Power spike brings business to a halt
- Written by Neville Matthews Neville Matthews
- Published: 15 February 2013 15 February 2013
Power spike causes Server to fail and why you MUST use a UPS for critical equipment!
On 20th December 2012 at about 5pm I was called by a client whose main server had failed. This for the client was a disaster because pretty much, no server means no business. The server would partially power on but could not see any hard drives so obviously it wouldn't start up.
Inside the machine we could see that an electrolytic capacitor had blown. Useful as this was it really didn't help because the client had to have a running system by 7AM the next day.

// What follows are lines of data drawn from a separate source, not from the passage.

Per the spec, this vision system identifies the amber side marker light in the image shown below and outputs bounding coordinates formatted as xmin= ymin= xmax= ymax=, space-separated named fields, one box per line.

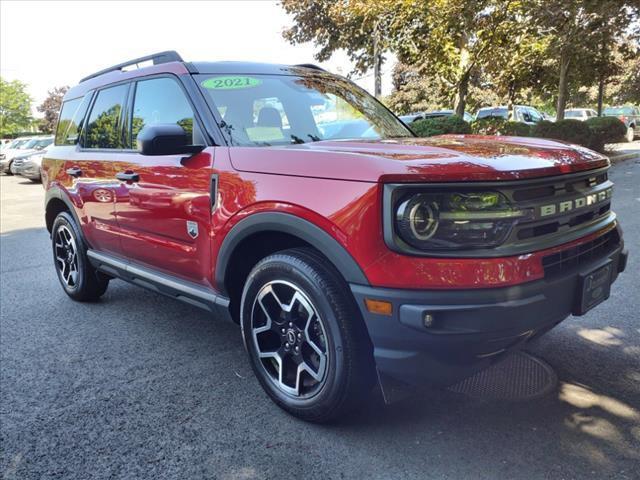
xmin=364 ymin=298 xmax=393 ymax=317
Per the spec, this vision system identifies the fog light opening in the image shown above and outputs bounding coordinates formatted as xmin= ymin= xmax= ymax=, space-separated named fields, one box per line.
xmin=422 ymin=312 xmax=435 ymax=328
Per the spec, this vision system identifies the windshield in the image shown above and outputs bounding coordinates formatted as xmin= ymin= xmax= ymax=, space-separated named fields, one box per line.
xmin=9 ymin=138 xmax=29 ymax=148
xmin=196 ymin=73 xmax=412 ymax=146
xmin=20 ymin=138 xmax=53 ymax=150
xmin=476 ymin=108 xmax=509 ymax=118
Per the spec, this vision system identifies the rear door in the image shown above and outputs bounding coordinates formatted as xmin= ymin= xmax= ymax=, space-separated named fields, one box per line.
xmin=114 ymin=75 xmax=213 ymax=285
xmin=61 ymin=83 xmax=129 ymax=255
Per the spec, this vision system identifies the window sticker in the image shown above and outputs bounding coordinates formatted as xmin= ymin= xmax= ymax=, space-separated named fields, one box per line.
xmin=246 ymin=127 xmax=284 ymax=142
xmin=202 ymin=76 xmax=262 ymax=90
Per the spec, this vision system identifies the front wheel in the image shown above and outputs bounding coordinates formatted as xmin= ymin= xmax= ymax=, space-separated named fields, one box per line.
xmin=240 ymin=249 xmax=375 ymax=422
xmin=51 ymin=212 xmax=109 ymax=302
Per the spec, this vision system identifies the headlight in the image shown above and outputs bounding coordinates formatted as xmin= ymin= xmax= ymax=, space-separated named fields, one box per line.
xmin=395 ymin=191 xmax=532 ymax=250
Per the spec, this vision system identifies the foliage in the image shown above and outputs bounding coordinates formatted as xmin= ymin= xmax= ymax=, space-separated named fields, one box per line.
xmin=498 ymin=120 xmax=531 ymax=137
xmin=0 ymin=77 xmax=33 ymax=138
xmin=605 ymin=54 xmax=640 ymax=105
xmin=525 ymin=0 xmax=640 ymax=120
xmin=38 ymin=87 xmax=69 ymax=133
xmin=411 ymin=115 xmax=471 ymax=137
xmin=471 ymin=117 xmax=507 ymax=135
xmin=584 ymin=117 xmax=627 ymax=152
xmin=282 ymin=0 xmax=402 ymax=73
xmin=531 ymin=119 xmax=592 ymax=147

Luckily depending on how you view it, this same server had failed about three years previously. On this previous occasion we turned a workstation into a temporary server. The failure happened on a weekend this last time and a 500Gb hard drive was purchased from Maplin on Sunday and the temporary server was in place for start of business at 7 AM Monday. This was a Thursday so we did not have the luxury of a whole Sunday (the client is open 6 days a week).That hard drive had been put away for safe keeping and with the records that MCS keep we were able to determine which PC we had used last time, this saved a great deal of time for the recovery.
Tape Backup Saves Business should really be the title of this article because the hard drives were not accessible because we did not have an identical system to read the RAID set. The client takes a backup to hard disk at end of business every day however this failure happened before that time so no end of backup to restore from. At about 1 o'clock in the morning I took the previous nights full system tape backup to our offices and loaded into one of our machines. I was able to recover the data back to a hard drive for copying to the temporary server. This is a very nerve racking time because it is not really until you actually need the data back from tape that you find out the tapes you are loading diligently actually have any data on them.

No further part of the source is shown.